L’attitude que cette section veut préserver n’est pas : « l’expérience prouvera tôt ou tard l’EFT ». Elle est plutôt celle-ci : si l’EFT est vraie, elle doit produire une boucle fermée sur ces plateformes les plus proches, les plus dures et les moins indulgentes ; si cette boucle ne se ferme pas, elle doit reconnaître honnêtement quelles parties de son langage ne sont encore que des phrases candidates, et non des éléments déjà passés dans le corps du texte.


IX. Bilan de la section

La position de cette section est désormais claire. Ce n’est pas un bonus expérimental glissé dans la coda du volume 7, mais la véritable retombée au sol de tout le test de résistance. Les trous noirs, les Cavités silencieuses, les frontières, le Trou noir progéniteur et l’avenir de l’univers ont porté l’EFT vers les scènes les plus lointaines, les plus vastes et les plus difficiles à éviter ; cette section ramène le même langage vers des plateformes proches, accessibles à la main, réglables par l’ingénierie et reproductibles. Le champ lointain déploie l’ambition de la théorie ; le champ proche audite son honnêteté.

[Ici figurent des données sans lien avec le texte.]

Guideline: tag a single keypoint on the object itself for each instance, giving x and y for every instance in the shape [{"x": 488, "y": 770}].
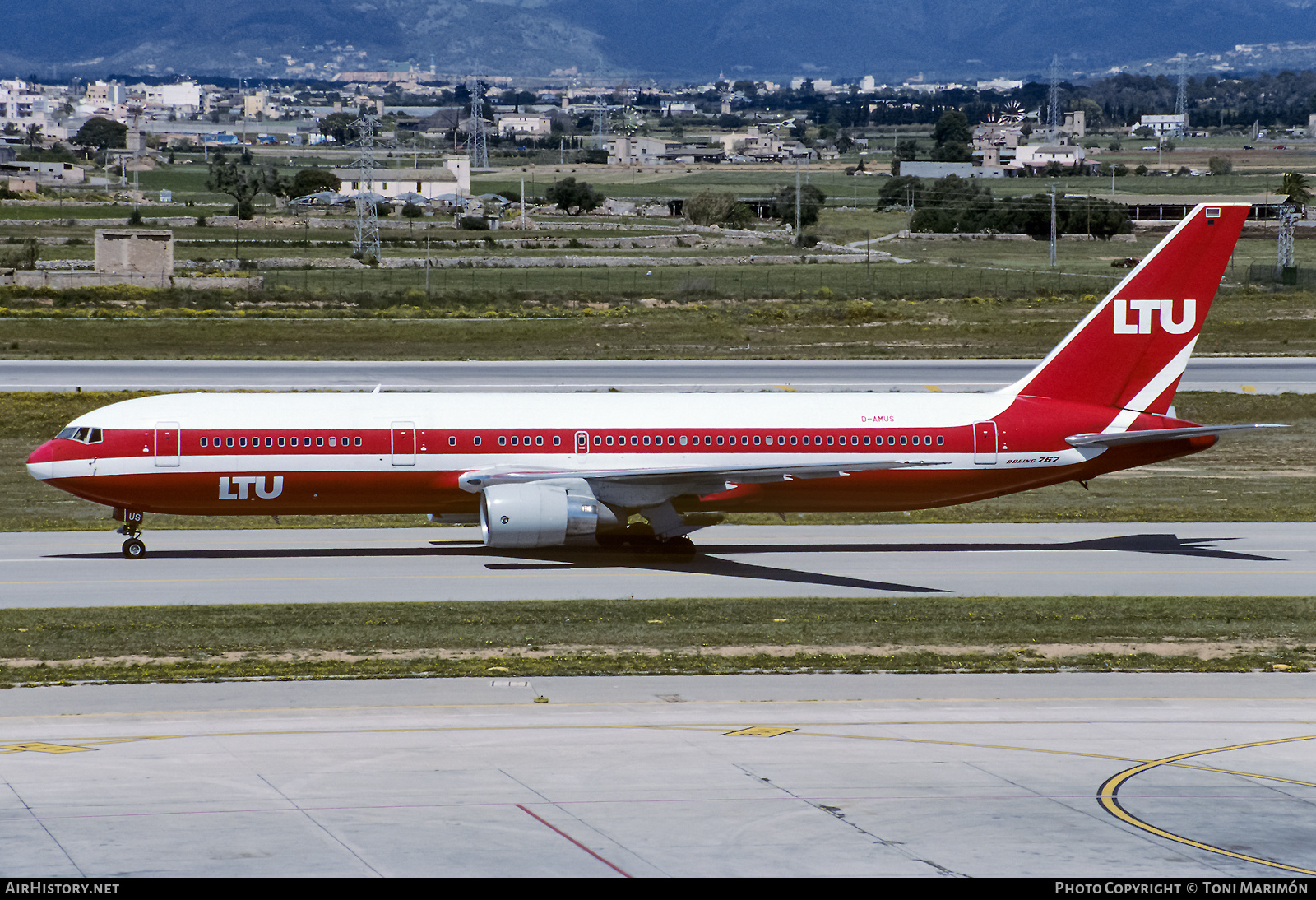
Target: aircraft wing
[
  {"x": 1119, "y": 438},
  {"x": 679, "y": 476}
]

Le LHC est retenu non parce qu’il fabriquerait pour nous un trou noir entier, mais parce qu’il peut, à l’intérieur même de l’événement, poser la question suivante : sous haute pression, l’organisation est-elle effacée ou réécrite ? Le vide en champ fort est retenu non parce qu’il rejouerait directement l’origine de l’univers, mais parce qu’il peut demander au substrat qu’est le vide s’il réécrit réellement sa comptabilité après le seuil. Les dispositifs de frontière sont retenus non parce qu’ils seraient de jolies analogies, mais parce qu’ils transforment la science des matériaux de frontière, centrale dans le volume 7, de métaphore en bouton.

Ce n’est qu’en combinant ces trois types de plateformes que les mots « micro-univers extrême » prennent tout leur poids. Ils n’ont jamais voulu dire que l’humanité aurait réduit l’univers entier à une table. Ils veulent dire que les phrases mécanistes les plus décisives des extrêmes cosmiques commencent à pouvoir être isolées par l’humain, localement, sous conditions contrôlables et réversibles, pour être jugées séparément.

Une théorie capable de soutenir à la fois la pression du ciel et celle du banc d’essai possède une puissance d’extension qui dépasse l’imagination. À l’inverse, si elle ne paraît majestueuse qu’en champ lointain et devient incapable, en champ proche, de fournir des seuils, des frontières, des termes communs et des lignes de non-passage, alors les grands extrêmes évoqués plus haut peuvent n’être encore qu’une rhétorique de hauteur.

La phrase que cette section doit donc sceller pour l’ensemble du volume est la suivante : l’univers extrême n’est pas seulement dans l’univers, il est aussi dans l’expérience. Lorsque les extrêmes astrophysiques et les extrêmes artificiels commencent à être compris dans la même langue, le banc de pression interne du volume 7, celui qui juge la qualité de la théorie, se referme vraiment.

Ainsi, ce que le volume 7 fournit à ce stade n’est plus seulement un récit de mécanismes, mais un ensemble de lignes de jugement auditables. Le volume 8 partira de là : il placera les objets de champ lointain et les plateformes de champ proche sur une même table de variables, pour effectuer des recalculs entre lectures et des comparaisons avec résultats négatifs. Le mécanisme se referme dans le volume 7 ; le verdict tombera dans le volume 8.